By Dawson AndrewPublished 3 years ago Updated 3 years ago 9 min read
2

I flagged this entry to be read first, however, if you read the others you will also find the occasional mention of strange green lights in the sky. I do not know the cause of these lights, but I do know that every time a light passes I feel a sense of ease, sometimes absolute contentedness. Any loneliness or worry I have about surviving in space is gone. A single wave rolling softly through my body, picking up anything negative and releasing it in a single exhale. It feels almost like a drug, my body taking a long drag from this unearthly green light, then sinking back into a seat to let the feeling roll through. At first, I thought I was delusional, feeling things that weren’t actually there.

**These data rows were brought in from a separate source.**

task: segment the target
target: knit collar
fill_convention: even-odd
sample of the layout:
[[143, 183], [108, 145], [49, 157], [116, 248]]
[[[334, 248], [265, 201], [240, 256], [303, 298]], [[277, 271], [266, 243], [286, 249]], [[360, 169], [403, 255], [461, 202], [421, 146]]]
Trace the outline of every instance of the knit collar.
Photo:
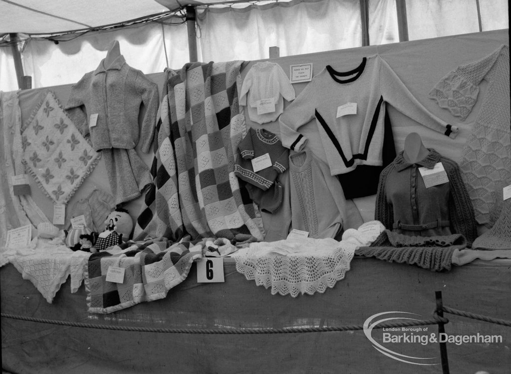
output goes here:
[[101, 60], [101, 62], [99, 63], [99, 66], [98, 68], [94, 71], [94, 75], [97, 75], [100, 73], [106, 73], [107, 70], [121, 70], [121, 68], [123, 67], [123, 65], [126, 63], [126, 60], [124, 59], [124, 56], [122, 55], [120, 56], [117, 57], [113, 62], [110, 64], [110, 66], [106, 69], [105, 68], [104, 63], [105, 59], [103, 59]]
[[405, 160], [403, 156], [404, 151], [401, 151], [394, 159], [393, 163], [396, 169], [398, 172], [402, 171], [414, 164], [424, 166], [428, 169], [433, 169], [435, 165], [440, 161], [442, 156], [433, 148], [428, 148], [428, 150], [429, 151], [428, 155], [417, 162], [410, 162]]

My body was craving some form of release from being alone on a ship for three years, so it made its own. But after these last few days, I know that what I’m experiencing is real.

One night while sleeping, I dreamt that I was trapped in a desert. I wasn’t lost, I knew which way to go, but I couldn’t move, no matter how hard I tried. The sand pulled at me, trapping my feet like quicksand while the sun lashed and stung at the skin on my back. After what seemed like eons of trying to pull myself free, I felt the sand loosen around my ankles. I finally pulled one foot free from the gripping sand and lunged forward in the tearing sun, and after a struggle, I started to move forward. As I began to pick up speed, the sun became more tolerable and I could barely feel the sand pulling at all. I had just reached a full sprint when the sand made one final grab for my heel and I tripped. I fell face-first into the ground and while trying to escape, I quickly pushed myself onto my elbows. I wiped my eyes clear and could see the sand creeping up my skin, trying to pull me down and devour me. I tried to work myself free, but as I pulled one arm loose, I moved with such force that I threw myself onto my back where I froze. The sun wasn’t the sun anymore, I had outrun it to a place where it had no power, no pull on me. In place of the sun, however, in no discernible shape or size, was that green light. It was every shade of green I could imagine and more that I couldn’t describe if I tried. Constantly rearranging, shifting and intertwining with each other. I can’t relate or even comprehend the movement they were making. Even now, trying to remember, I can only imagine the complete awe that I felt. A few moments after, I felt that same calming wave wash over my body, stronger than ever. I knew the light was closer than what it appeared, distance seems relative when your mind can’t comprehend what you’re seeing. I had no control over my body anymore. I sank back on my elbows, still facing upward and could feel the sand snaking up my arms, like vines on an aged building. But I couldn’t care, my mind and body were overtaken by the green above me.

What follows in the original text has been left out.